Most of you are probably familiar with what a stylus is. If you haven’t used one before, you likely are aware of their rather cumbersome characteristics. Most styli are used for drawing on an electronic screen, or pad, and oftentimes their ease-of-use isn’t anything like the tools (a pen or pencil) that they are trying to mimic. Styli are also sometimes used by graphic artists to maneuver 3D models on a screen, and do in fact provide users with some added utility.

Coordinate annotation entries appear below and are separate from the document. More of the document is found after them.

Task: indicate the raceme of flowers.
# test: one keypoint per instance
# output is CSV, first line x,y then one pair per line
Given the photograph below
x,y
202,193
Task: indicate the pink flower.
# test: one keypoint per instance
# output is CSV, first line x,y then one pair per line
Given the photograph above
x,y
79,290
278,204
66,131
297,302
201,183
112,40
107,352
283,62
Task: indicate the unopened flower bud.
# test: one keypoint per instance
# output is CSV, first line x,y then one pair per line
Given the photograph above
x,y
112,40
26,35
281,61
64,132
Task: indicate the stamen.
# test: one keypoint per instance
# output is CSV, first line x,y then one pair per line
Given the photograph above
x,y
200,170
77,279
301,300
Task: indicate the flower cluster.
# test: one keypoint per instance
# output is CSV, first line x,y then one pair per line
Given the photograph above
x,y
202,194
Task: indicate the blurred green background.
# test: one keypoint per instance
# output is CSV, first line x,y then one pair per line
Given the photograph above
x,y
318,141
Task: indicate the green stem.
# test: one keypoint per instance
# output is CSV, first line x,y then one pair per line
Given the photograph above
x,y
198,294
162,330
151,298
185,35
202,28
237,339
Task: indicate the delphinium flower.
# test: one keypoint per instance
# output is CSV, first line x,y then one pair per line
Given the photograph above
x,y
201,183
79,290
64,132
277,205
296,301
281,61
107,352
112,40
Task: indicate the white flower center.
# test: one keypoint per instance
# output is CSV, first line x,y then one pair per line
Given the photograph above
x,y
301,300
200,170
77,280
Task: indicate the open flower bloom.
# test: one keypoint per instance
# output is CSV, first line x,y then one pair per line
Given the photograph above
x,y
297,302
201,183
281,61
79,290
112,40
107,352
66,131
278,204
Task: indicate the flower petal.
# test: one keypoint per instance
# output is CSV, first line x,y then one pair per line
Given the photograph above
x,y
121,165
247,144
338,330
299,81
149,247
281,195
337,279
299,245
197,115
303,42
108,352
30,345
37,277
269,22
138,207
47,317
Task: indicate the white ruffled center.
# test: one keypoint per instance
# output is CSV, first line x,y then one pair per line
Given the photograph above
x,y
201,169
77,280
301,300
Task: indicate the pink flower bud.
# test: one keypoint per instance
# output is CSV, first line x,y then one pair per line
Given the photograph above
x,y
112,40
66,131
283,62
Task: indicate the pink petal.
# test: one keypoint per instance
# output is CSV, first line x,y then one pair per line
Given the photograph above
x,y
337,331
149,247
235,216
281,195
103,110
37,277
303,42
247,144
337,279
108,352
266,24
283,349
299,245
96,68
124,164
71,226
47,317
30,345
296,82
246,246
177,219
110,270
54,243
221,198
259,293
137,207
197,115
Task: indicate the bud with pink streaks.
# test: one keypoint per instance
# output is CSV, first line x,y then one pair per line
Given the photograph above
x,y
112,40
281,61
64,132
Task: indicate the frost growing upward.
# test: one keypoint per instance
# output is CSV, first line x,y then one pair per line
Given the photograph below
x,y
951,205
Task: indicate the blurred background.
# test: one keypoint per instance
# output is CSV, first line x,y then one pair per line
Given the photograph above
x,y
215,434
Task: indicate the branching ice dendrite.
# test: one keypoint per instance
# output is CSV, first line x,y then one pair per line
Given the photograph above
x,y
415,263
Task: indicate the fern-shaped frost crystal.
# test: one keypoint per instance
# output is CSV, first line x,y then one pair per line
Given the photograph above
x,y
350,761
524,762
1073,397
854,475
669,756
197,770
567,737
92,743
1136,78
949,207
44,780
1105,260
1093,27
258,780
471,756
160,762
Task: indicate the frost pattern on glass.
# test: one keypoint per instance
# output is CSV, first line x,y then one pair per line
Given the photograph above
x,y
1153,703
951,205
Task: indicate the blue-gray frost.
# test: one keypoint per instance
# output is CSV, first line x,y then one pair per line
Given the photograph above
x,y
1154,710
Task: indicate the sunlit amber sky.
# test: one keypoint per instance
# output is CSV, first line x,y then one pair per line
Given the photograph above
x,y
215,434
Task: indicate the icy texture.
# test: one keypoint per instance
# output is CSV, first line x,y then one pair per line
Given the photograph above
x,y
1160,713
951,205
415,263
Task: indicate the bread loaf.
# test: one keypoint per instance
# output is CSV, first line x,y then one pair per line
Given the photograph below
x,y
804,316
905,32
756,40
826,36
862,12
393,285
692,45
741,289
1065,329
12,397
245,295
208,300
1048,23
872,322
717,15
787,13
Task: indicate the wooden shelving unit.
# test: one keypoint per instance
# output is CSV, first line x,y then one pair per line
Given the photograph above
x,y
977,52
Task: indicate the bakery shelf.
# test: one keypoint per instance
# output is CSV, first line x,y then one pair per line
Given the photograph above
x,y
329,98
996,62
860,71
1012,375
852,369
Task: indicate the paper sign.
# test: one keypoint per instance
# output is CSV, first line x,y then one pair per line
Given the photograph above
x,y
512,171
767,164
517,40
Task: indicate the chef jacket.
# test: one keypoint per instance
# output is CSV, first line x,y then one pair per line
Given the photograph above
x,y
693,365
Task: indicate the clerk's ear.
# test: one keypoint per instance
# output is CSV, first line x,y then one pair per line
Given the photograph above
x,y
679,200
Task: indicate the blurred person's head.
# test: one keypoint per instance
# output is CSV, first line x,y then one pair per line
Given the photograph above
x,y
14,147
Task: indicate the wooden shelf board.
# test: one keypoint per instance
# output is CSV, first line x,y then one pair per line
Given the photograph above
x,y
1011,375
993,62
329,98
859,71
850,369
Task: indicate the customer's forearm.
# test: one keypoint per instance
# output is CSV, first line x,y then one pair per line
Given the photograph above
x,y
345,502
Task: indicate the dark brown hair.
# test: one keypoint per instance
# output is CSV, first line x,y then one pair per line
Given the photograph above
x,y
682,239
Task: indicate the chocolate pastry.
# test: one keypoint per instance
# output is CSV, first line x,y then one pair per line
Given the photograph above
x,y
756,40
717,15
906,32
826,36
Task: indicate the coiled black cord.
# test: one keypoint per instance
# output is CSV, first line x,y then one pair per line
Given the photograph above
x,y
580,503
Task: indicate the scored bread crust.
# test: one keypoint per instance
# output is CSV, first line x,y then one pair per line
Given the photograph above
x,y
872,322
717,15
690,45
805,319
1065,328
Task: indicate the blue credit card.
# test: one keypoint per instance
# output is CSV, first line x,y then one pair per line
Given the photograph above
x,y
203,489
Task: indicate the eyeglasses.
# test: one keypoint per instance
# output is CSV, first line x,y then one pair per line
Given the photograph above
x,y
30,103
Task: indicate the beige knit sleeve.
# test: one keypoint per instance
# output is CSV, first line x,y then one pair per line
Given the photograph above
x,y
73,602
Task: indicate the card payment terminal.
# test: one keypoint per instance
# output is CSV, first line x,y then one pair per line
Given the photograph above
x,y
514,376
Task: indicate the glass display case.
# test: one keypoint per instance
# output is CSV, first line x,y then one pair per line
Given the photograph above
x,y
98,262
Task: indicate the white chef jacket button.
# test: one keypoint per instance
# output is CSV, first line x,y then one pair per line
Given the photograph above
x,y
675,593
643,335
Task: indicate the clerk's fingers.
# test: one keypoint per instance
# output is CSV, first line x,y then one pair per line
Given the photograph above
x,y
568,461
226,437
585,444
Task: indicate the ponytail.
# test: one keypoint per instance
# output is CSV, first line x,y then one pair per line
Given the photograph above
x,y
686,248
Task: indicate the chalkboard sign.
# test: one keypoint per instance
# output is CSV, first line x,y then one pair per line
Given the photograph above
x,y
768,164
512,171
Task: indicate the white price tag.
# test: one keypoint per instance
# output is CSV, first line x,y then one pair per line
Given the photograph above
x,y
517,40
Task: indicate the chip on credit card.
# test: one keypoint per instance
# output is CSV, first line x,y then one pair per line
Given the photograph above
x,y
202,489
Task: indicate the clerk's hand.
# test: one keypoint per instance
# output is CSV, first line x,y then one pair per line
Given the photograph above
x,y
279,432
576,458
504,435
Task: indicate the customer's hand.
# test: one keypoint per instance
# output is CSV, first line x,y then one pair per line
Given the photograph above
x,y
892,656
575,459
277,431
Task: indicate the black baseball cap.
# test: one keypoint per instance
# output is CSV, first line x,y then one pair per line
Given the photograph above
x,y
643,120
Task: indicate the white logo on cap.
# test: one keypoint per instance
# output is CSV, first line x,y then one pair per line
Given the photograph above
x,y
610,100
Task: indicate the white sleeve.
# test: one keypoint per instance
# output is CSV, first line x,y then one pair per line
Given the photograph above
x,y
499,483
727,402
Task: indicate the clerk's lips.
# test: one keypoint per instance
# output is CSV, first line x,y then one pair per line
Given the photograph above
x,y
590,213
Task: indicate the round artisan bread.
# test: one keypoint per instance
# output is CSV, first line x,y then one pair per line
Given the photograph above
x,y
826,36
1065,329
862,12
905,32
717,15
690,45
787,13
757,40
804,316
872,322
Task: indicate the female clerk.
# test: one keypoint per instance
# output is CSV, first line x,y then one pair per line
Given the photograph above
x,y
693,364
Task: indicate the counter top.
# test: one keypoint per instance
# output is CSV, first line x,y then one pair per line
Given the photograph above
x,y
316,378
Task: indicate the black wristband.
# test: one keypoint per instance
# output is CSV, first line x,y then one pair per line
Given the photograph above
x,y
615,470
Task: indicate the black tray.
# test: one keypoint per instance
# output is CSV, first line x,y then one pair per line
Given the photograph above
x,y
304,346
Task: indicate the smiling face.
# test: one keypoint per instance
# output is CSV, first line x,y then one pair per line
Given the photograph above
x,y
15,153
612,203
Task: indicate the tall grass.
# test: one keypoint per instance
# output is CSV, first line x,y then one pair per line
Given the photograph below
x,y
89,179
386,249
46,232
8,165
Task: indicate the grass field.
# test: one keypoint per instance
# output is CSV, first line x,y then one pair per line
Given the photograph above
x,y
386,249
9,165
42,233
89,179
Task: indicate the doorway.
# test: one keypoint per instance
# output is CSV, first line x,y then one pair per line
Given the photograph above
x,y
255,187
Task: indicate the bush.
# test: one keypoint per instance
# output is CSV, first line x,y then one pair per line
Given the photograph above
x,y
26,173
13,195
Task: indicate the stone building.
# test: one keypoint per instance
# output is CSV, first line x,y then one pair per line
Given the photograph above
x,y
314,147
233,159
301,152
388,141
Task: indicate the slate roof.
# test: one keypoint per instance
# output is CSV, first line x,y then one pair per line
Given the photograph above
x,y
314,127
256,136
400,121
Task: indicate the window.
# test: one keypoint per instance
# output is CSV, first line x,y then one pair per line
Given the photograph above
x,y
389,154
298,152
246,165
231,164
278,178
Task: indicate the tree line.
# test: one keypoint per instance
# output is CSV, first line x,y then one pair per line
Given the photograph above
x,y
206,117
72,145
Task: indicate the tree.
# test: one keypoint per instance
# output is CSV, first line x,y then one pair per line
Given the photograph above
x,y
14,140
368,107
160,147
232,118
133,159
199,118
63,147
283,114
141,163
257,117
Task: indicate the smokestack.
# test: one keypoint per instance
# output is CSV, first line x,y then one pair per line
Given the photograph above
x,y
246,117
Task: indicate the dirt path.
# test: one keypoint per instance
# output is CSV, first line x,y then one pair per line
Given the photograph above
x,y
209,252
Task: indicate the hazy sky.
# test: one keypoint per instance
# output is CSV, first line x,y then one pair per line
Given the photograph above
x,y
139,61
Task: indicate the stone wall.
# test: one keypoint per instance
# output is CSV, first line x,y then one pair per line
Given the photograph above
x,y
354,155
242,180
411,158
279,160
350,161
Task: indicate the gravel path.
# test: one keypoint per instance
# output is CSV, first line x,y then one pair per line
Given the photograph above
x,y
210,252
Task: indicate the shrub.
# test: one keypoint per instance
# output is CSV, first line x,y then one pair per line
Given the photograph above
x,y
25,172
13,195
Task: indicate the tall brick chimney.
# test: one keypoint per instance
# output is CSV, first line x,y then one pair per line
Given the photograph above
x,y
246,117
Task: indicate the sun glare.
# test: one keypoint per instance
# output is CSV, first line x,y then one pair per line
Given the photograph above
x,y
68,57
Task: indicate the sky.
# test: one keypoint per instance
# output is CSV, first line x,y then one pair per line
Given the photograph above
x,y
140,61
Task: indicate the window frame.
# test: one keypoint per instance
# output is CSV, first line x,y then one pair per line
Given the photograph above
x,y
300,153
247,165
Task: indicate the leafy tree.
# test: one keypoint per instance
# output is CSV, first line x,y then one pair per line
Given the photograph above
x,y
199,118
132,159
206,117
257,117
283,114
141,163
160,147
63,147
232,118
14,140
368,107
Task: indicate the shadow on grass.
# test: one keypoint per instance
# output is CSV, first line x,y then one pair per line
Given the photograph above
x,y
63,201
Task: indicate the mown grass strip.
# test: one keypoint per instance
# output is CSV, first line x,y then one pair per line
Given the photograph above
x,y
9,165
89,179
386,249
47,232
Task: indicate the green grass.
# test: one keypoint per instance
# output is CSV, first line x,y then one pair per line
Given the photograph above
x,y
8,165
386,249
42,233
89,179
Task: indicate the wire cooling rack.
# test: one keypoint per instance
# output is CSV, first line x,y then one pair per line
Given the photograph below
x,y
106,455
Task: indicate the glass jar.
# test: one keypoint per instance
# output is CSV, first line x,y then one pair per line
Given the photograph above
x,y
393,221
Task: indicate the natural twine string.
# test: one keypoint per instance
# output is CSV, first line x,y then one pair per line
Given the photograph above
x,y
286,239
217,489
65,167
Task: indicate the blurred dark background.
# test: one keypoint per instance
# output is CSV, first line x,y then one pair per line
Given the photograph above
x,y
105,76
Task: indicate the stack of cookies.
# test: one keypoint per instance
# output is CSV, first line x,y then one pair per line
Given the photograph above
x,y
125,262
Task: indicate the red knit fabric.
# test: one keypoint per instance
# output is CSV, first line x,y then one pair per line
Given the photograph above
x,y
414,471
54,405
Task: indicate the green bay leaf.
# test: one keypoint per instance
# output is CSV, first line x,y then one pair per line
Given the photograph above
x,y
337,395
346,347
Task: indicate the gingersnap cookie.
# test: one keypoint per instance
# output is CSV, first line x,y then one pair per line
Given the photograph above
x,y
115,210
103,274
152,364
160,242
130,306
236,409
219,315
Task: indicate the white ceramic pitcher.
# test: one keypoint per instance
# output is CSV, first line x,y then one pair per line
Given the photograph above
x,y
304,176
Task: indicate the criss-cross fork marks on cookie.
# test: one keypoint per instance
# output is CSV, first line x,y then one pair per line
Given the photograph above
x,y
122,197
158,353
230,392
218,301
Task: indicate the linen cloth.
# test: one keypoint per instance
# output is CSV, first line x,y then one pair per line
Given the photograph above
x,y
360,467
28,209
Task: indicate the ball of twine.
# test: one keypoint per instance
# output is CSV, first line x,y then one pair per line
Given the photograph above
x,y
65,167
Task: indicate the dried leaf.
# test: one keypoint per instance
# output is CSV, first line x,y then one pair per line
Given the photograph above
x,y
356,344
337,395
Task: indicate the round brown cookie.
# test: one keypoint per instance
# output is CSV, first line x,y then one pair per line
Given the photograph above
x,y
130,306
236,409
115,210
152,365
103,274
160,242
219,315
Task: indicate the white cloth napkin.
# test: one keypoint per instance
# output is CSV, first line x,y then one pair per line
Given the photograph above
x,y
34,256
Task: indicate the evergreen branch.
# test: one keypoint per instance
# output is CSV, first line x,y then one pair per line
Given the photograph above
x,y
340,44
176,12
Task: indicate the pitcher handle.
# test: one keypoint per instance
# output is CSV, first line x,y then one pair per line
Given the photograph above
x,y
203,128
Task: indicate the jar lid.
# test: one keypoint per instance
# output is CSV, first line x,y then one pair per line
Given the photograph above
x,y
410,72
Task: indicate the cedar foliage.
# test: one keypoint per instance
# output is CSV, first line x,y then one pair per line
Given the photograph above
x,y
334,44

The patent, “Texture Capture Stylus and Method,” credited to a team of inventors from Apple named Jason Lor, Patrick Carroll, Glen Rhodes and Dustin Verhoeve, outlines a new type of stylus which can be used for capturing 3D data of objects in order to possibly create 3D printable models.
The proposed stylus would allow artists and designers to not only capture the surface texture of an object in order to save that texture and use it for their design project, but using an array of technologies packed into the tiny device, Apple sees the stylus as a possible 3D scanner of sorts. The technology behind this invention, as seen in the diagram above, would include a sophisticated inertial measurement unit to track the movement of the stylus around a target object, allowing it to be used to capture three-dimensional image data. The tip of the stylus would be light transmissive, allowing it to act as a lens for a camera or other image capture device as it is dragged over an object or a few millimeters from that object. The data captured could then be transmitted to the device and eventually to a tablet, laptop or PC.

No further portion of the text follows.